I didn’t know it at the time, and even if I had some subconscious notion of not feeling happy, I would have and probably did suppress it. My twenties were a facade of happiness to everyone. Had anyone cared enough to look closely, they would have seen beneath the mask I wore daily.
My twenties were not much different than in my teenage years. I worked hard, sometimes two jobs. I turned 21 and my boyfriend, soon to be fiance’ wouldn’t let me go out and party with my girlfriends. I spent the evening with his family.
I got married in my twenties. My first husband was a sweet gentleman with an old fashion ideal of how married life should look. This perspective often came across as controlling. In my twenties, that didn’t bother me, yet. We had dated since I was 18. I entered my twenties with thoughts of engagement and marriage and thanks to his financial intelligence, purchasing a house I had never thought was possible. I walked down the aisle beside my father at the age of 24. I knew on that day it was a mistake. I remember looking at my father, ready to confess my feelings. He saw the look on my face, smiled at me and said, “how does my hair look?” I smiled back, took a deep breath and said, “it looks great, Dad. You look amazing.”
Our friends made our home at the party house. Every New Year’s Eve was spent at our house, drinking and listening to music and watching the ball drop in Time Square. It all seemed slightly perfect if you didn’t look closely. I spent my twenties working and taking care of the house. I had many different jobs in the quest to move up the ladder. I wasn’t sure what ladder. I wasn’t sure I wanted to move up any ladder. My husband wanted me to go into computers. However, I wanted to study psychology. I did as he asked. I took my first dBase class at 26. All the “1’s” and “0’s” made my head spin, and I failed that class miserable. He was disappointed. The next class I took was psychology. I passed that class with an “A”. He was disappointed.

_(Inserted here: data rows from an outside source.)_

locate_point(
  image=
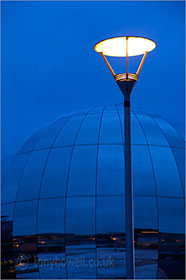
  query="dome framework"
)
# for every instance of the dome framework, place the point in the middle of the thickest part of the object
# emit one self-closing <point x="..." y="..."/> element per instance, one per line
<point x="63" y="197"/>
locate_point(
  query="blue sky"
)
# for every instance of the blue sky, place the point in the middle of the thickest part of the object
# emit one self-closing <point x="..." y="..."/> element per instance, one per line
<point x="49" y="66"/>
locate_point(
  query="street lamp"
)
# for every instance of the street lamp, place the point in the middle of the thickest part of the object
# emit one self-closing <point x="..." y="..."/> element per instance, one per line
<point x="126" y="47"/>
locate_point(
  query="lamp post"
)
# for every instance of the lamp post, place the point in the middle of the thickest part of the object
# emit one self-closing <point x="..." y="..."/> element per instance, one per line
<point x="126" y="47"/>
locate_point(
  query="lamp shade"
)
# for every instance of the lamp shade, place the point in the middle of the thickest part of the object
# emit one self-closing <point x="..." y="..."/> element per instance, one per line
<point x="117" y="46"/>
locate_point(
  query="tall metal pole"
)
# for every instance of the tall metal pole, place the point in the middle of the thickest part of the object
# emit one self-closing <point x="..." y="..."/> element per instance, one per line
<point x="129" y="219"/>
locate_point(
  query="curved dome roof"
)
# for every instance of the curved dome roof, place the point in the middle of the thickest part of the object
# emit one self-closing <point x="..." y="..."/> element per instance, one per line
<point x="68" y="178"/>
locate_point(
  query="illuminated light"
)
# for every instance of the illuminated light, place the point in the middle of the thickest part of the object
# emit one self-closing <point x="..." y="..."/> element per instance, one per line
<point x="114" y="238"/>
<point x="147" y="231"/>
<point x="117" y="46"/>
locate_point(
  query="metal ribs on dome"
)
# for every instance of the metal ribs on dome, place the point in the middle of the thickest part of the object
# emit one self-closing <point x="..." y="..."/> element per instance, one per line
<point x="63" y="192"/>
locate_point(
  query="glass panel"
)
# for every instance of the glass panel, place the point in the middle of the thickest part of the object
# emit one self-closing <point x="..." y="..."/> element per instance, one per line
<point x="145" y="212"/>
<point x="180" y="160"/>
<point x="51" y="216"/>
<point x="171" y="256"/>
<point x="11" y="182"/>
<point x="110" y="215"/>
<point x="171" y="215"/>
<point x="80" y="227"/>
<point x="111" y="269"/>
<point x="25" y="252"/>
<point x="51" y="263"/>
<point x="152" y="132"/>
<point x="88" y="133"/>
<point x="110" y="129"/>
<point x="32" y="140"/>
<point x="166" y="173"/>
<point x="25" y="218"/>
<point x="31" y="180"/>
<point x="80" y="211"/>
<point x="143" y="179"/>
<point x="83" y="171"/>
<point x="81" y="269"/>
<point x="68" y="134"/>
<point x="111" y="170"/>
<point x="146" y="269"/>
<point x="173" y="137"/>
<point x="50" y="134"/>
<point x="146" y="245"/>
<point x="5" y="164"/>
<point x="137" y="134"/>
<point x="55" y="174"/>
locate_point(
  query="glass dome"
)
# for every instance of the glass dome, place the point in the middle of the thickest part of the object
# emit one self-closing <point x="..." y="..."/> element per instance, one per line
<point x="63" y="199"/>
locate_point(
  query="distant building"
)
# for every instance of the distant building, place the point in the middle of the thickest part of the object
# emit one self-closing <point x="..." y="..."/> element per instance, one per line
<point x="63" y="199"/>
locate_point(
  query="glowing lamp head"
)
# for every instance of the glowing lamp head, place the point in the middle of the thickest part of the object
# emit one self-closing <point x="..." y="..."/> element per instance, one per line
<point x="117" y="46"/>
<point x="125" y="47"/>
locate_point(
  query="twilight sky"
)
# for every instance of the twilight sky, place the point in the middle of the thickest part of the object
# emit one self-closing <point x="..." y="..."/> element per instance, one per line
<point x="49" y="66"/>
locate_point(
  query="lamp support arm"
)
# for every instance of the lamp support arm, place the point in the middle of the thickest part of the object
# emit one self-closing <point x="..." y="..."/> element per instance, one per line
<point x="108" y="65"/>
<point x="141" y="64"/>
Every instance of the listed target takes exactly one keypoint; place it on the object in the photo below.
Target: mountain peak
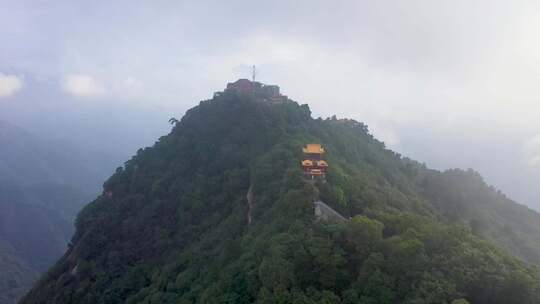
(220, 211)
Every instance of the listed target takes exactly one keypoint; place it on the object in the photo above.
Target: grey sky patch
(452, 83)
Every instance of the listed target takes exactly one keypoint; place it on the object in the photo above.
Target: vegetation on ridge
(171, 224)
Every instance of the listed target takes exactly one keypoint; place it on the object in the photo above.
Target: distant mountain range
(43, 184)
(220, 211)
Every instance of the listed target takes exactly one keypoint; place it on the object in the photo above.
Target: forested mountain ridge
(171, 225)
(43, 185)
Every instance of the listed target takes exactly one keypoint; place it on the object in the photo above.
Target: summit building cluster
(255, 89)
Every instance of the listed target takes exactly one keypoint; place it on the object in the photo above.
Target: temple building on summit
(255, 89)
(313, 164)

On April 27, 1992, I was woken by the phone ringing. The neighbor of my parents, Ann, was like a second mother to me. She had been there through many of our troubles. The most significant of which was our house catching fire and burning to the ground. Nothing good rarely comes from a late-night or early morning phone calls. Anne was telling me that Dad was going to the hospital, and I should come and meet my mother. I remember asking her if I should take a shower and pack some clothes. She responded with a quiet ‘yes’. I was 27 years old when my father died. He didn’t always say it, but I always knew he loved and was proud of me. He had his issues like most of us. He wasn’t my hero as much as he was just a really good Dad. At 27 years old, but life changed forever.

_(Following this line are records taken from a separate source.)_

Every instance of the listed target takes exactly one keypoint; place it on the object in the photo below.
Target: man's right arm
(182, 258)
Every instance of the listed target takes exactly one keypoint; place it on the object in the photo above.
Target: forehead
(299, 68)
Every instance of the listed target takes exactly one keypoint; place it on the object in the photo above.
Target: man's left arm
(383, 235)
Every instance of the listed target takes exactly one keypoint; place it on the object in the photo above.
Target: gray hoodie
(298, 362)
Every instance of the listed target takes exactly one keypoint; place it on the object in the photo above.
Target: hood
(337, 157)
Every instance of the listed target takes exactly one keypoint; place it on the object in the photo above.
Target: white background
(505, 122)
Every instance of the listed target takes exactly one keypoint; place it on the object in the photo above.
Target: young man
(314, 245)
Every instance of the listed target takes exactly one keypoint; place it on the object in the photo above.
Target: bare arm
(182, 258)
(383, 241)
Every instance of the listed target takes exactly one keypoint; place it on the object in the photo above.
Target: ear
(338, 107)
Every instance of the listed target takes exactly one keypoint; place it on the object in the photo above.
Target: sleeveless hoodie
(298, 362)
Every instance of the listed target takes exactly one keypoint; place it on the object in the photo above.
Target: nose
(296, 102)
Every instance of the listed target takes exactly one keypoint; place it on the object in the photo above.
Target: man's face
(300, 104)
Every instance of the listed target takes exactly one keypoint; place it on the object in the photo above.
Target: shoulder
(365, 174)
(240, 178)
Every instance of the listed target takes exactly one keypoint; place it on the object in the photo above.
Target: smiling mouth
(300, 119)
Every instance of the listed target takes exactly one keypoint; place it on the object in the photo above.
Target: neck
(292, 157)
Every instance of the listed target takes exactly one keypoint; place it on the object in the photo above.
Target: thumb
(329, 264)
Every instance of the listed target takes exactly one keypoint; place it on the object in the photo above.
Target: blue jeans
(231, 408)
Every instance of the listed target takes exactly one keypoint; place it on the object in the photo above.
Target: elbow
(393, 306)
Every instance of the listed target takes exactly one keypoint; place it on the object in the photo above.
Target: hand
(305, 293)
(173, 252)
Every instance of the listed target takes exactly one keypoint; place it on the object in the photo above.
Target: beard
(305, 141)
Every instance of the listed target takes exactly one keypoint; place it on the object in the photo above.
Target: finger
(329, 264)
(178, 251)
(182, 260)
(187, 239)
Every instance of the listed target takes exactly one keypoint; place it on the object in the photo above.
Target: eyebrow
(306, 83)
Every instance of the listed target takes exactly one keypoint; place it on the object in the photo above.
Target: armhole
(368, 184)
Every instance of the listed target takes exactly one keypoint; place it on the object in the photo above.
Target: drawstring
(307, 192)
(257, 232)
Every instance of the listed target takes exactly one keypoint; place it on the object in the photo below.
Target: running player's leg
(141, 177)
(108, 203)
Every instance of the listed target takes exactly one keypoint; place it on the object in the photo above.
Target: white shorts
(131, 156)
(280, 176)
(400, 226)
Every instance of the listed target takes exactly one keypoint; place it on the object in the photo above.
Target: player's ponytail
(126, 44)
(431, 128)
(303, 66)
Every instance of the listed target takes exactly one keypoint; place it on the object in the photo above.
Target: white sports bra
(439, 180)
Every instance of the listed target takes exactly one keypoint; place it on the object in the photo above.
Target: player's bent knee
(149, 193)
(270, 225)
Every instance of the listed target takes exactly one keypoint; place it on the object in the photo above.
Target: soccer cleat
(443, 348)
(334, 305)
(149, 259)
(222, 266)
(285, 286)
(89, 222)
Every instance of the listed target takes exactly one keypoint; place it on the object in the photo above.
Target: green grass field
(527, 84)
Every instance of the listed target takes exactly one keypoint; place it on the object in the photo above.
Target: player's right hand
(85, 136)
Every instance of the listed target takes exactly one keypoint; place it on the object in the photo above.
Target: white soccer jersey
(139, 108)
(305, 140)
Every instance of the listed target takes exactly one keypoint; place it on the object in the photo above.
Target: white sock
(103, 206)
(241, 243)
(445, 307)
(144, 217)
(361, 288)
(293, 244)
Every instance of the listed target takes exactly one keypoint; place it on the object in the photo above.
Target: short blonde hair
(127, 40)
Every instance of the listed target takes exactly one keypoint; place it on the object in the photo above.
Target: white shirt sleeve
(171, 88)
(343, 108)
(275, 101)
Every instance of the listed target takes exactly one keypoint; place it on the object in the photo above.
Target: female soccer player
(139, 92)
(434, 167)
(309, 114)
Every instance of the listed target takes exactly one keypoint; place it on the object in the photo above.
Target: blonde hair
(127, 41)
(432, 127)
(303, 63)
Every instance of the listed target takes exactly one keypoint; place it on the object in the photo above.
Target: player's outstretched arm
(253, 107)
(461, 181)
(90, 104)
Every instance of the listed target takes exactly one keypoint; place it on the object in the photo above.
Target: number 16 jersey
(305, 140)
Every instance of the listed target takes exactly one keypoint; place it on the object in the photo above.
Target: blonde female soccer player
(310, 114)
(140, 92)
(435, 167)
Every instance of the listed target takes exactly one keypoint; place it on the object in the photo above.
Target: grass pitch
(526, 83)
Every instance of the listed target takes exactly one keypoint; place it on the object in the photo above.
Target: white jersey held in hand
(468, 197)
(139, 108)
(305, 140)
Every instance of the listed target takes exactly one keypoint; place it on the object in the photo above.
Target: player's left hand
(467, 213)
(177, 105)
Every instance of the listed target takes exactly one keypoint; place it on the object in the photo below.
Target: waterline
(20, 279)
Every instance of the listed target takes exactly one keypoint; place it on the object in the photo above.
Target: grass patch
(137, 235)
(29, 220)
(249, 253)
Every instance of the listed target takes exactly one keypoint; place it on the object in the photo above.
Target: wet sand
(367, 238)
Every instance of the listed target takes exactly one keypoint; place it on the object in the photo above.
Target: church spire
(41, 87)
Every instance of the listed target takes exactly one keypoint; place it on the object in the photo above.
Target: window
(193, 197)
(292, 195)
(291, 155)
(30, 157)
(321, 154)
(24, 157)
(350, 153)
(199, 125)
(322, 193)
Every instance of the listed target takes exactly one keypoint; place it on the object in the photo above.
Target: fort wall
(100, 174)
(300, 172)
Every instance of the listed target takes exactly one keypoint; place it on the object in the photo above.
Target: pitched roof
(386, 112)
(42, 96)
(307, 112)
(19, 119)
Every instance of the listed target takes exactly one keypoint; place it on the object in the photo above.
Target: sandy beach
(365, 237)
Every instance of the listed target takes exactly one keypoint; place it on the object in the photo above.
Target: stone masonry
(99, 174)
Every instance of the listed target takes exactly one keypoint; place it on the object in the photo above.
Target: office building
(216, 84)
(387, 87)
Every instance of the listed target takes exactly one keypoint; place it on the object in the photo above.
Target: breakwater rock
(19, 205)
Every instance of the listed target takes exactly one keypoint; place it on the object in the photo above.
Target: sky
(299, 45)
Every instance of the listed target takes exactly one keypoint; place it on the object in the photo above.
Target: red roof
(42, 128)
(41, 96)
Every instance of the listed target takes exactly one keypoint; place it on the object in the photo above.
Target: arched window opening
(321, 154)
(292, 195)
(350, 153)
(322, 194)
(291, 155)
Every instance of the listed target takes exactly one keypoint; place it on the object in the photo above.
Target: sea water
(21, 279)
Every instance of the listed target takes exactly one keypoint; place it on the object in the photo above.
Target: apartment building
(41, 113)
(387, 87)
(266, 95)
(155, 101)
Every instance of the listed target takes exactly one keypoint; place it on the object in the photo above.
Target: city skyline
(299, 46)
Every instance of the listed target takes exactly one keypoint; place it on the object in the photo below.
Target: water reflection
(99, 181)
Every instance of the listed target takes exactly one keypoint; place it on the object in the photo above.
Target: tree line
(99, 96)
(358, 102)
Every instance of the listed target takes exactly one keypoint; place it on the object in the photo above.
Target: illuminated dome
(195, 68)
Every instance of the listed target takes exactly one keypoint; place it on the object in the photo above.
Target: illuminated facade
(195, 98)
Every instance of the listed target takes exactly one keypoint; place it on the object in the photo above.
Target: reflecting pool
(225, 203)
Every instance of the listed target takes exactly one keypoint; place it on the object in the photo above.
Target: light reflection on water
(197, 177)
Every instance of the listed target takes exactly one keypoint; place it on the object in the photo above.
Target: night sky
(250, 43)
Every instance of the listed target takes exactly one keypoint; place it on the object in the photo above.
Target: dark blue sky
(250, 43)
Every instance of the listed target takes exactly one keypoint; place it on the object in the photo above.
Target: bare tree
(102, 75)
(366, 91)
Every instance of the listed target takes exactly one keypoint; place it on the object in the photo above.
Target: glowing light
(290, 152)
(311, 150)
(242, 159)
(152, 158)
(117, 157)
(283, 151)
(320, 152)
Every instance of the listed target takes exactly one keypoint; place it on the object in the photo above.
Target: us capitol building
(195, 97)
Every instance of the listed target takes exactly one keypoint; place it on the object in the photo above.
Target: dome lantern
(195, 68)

At 28 years old, I became pregnant. It was a surprise. I know a lot of women say that, and people roll their eyes and make a joke about how folks get pregnant. We weren’t planning it. My husband was going to school, and he wanted to finish before we started a family. When I gave him the news he didn’t hide the fact that he wasn’t thrilled. We stumbled through the first three months, wondering what we were going to do. Then, I felt the baby more. It was the slightest trimmer that came from inside my belly—an awakening for me. The life in me was real. The baby growing was moving and letting me know he was there, and I needed to wake up and pay attention. And so I did. Two months later, five months into the pregnancy, I started bleeding. After waiting to make sure I wasn’t overreacting, I headed to the hospital. And it was done, my baby was gone. There was no real reason given. “These things happen,” was the standard response when my guilty self asked why this had happened. Had I not loved him enough? Was I not attentive enough? Should I have eaten better? All the typical things people ask when they are expecting a birth and get the opposite.

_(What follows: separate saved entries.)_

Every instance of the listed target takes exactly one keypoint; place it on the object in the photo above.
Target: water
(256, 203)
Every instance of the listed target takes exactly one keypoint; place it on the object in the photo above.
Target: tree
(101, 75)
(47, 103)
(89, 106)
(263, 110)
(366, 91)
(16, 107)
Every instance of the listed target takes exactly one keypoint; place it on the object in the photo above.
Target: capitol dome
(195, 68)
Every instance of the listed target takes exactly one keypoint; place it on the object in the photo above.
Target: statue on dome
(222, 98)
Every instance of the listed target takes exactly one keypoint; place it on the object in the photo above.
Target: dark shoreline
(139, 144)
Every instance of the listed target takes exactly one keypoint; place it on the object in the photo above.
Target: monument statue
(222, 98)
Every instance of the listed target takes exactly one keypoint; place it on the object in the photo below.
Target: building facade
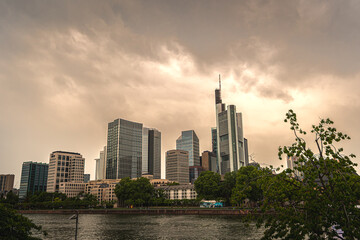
(33, 178)
(6, 183)
(86, 178)
(151, 152)
(100, 166)
(177, 166)
(208, 161)
(179, 192)
(194, 173)
(64, 167)
(230, 139)
(188, 141)
(124, 149)
(72, 189)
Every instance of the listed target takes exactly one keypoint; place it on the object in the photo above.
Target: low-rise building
(179, 192)
(72, 189)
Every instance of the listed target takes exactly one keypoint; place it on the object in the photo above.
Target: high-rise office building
(188, 141)
(33, 178)
(6, 183)
(124, 149)
(209, 161)
(100, 167)
(246, 152)
(151, 152)
(64, 167)
(177, 166)
(86, 177)
(230, 139)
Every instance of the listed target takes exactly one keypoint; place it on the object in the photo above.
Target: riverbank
(160, 211)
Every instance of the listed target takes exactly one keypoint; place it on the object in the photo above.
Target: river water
(102, 226)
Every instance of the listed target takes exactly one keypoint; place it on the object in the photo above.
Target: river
(109, 226)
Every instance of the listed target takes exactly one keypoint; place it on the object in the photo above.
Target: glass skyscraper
(151, 152)
(188, 141)
(33, 178)
(124, 149)
(229, 136)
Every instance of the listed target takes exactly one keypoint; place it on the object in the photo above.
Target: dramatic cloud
(67, 68)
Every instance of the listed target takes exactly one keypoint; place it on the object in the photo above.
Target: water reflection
(100, 226)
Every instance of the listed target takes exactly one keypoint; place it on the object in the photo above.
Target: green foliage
(137, 192)
(207, 185)
(15, 226)
(323, 197)
(173, 184)
(248, 185)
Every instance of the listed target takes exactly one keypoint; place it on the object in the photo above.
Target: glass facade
(229, 144)
(33, 178)
(188, 141)
(124, 149)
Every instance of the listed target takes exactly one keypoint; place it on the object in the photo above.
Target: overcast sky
(67, 68)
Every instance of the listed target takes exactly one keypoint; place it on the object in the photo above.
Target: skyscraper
(177, 166)
(6, 183)
(33, 178)
(64, 167)
(124, 149)
(230, 139)
(151, 152)
(188, 141)
(100, 167)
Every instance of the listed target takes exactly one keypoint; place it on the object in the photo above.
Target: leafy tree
(134, 192)
(15, 226)
(324, 199)
(207, 185)
(248, 185)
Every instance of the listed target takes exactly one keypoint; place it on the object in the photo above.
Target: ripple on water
(102, 226)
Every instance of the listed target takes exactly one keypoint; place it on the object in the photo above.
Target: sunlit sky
(67, 68)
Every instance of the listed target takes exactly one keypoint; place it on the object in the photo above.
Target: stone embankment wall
(142, 211)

The loss of my first baby changed us. We didn’t have a storybook love affair, to begin with. Busy with work and school and taking care of the house, we were going through the motions. Our sex life was obligatory. Not hot, romantic, the fairy tale. Just obligatory. Looking back now, I know we were never the same, and we never would be. I left the hospital, went home to bed, and cried. He left to go to church and pray for me. It never dawned on him to stay with me. It never dawned on me to tell him that is what I needed him to do.
At 29, toward the end of my 29th year, I became pregnant again. This was planned and hoped for. I was ready. I wanted to do it right this time. That I did! Allision Rebecca was born on May 31, 1995. I was 30 when she was born. While I got pregnant with her in my twenties, she came to me when I was 30. And she has been my light ever since.
My twenties were pretty crappy. I left the twenties and entered my thirties with the most beautiful baby ever. There was still crappy stuff that happened in my thirties, but she made them a little easier to navigate.